How to grow a tumour

Plant tumours share some similarities with human cancers. Plant tumours are disorganised lumps of cells, similar to human cancers. They are often caused by problems with levels of the hormones auxin and cytokinin. Fluctuations in hormones like oestrogen can lead to cancer in humans too.


Agrobacterium tumefaciens causes crown galls to develop. Source: Wikipedia.

Cell replication is strictly regulated in animals and plants by genes that are amazingly similar in both groups. Auxin and cytokinins, as well as human hormones like oestrogen, can interact with these cell cycle genes. When the hormones are out of balance, cells can start to multiply out of control.

These cell cycle genes can mutate and stop functioning properly, causing cancers in animals. Plants are less likely to fall victim to these random mutations because they have many copies of most cell cycle genes, so another version can take over if one is put out of action.
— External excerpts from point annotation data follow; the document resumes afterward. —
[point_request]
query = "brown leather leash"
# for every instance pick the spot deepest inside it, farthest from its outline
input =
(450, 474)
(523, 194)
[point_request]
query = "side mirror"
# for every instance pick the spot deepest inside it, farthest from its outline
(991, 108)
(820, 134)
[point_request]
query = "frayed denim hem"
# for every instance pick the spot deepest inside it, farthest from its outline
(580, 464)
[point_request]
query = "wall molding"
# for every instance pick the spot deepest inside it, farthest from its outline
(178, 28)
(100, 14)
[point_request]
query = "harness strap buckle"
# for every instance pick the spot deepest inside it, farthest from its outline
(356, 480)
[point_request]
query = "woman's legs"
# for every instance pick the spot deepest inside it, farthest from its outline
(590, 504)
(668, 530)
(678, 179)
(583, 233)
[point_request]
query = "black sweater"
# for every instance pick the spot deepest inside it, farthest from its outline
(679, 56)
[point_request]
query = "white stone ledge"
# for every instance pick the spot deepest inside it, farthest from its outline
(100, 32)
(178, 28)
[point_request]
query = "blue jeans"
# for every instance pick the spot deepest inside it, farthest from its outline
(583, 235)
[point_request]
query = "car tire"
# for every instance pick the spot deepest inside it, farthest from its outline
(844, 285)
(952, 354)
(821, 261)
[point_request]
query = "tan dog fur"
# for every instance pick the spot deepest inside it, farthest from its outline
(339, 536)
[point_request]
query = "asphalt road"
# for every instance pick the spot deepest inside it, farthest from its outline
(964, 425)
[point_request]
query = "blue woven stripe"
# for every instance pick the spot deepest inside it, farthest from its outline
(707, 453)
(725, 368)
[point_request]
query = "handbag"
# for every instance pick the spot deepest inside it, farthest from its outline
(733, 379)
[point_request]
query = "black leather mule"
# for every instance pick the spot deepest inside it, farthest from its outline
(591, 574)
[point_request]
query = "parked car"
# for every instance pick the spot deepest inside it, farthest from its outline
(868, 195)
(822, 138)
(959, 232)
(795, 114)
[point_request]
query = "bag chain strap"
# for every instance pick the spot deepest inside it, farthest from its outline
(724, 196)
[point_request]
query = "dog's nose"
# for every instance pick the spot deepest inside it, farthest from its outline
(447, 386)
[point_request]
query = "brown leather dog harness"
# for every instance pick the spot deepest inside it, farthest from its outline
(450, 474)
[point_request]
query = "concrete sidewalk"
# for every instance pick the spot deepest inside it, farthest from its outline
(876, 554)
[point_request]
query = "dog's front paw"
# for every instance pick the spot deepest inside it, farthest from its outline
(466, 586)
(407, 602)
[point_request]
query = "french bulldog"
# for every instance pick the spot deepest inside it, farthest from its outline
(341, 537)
Plants also have a few other fail safes to protect themselves from potential cancerous cells:

  • Regeneration. Brain tumours are one of the deadliest human cancers, with an 85% mortality rate after five years. The brain is such a vital organ that we cannot survive without it, but plants can regrow any damaged organs reducing the impact of a tumour.
  • Totipotency. Plant cells are totipotent, which means they can develop into any cell type. If too many cells are produced in a leaf they can be incorporated into a normal structure. Each cell will be smaller than normal to maintain roughly the correct leaf shape overall.
  • Containment. Plant cells are contained within a cell wall. Cancer cells can’t squeeze into neighbouring tissues, so the tumour is restricted to one area. Plant veins are different to humans too; only water and things dissolved within it can move through the vascular system. Tumour cells can’t cause new tumours elsewhere.

There are really two main stages to developing cancer; the cells go wrong then spread throughout the body. Infections, unstable hormones and plain old mutations can cause plant cells to override regulation and begin to divide, but cell walls and a dynamic body plan means plants are able to stop tumours from spreading uncontrollably or doing too much damage.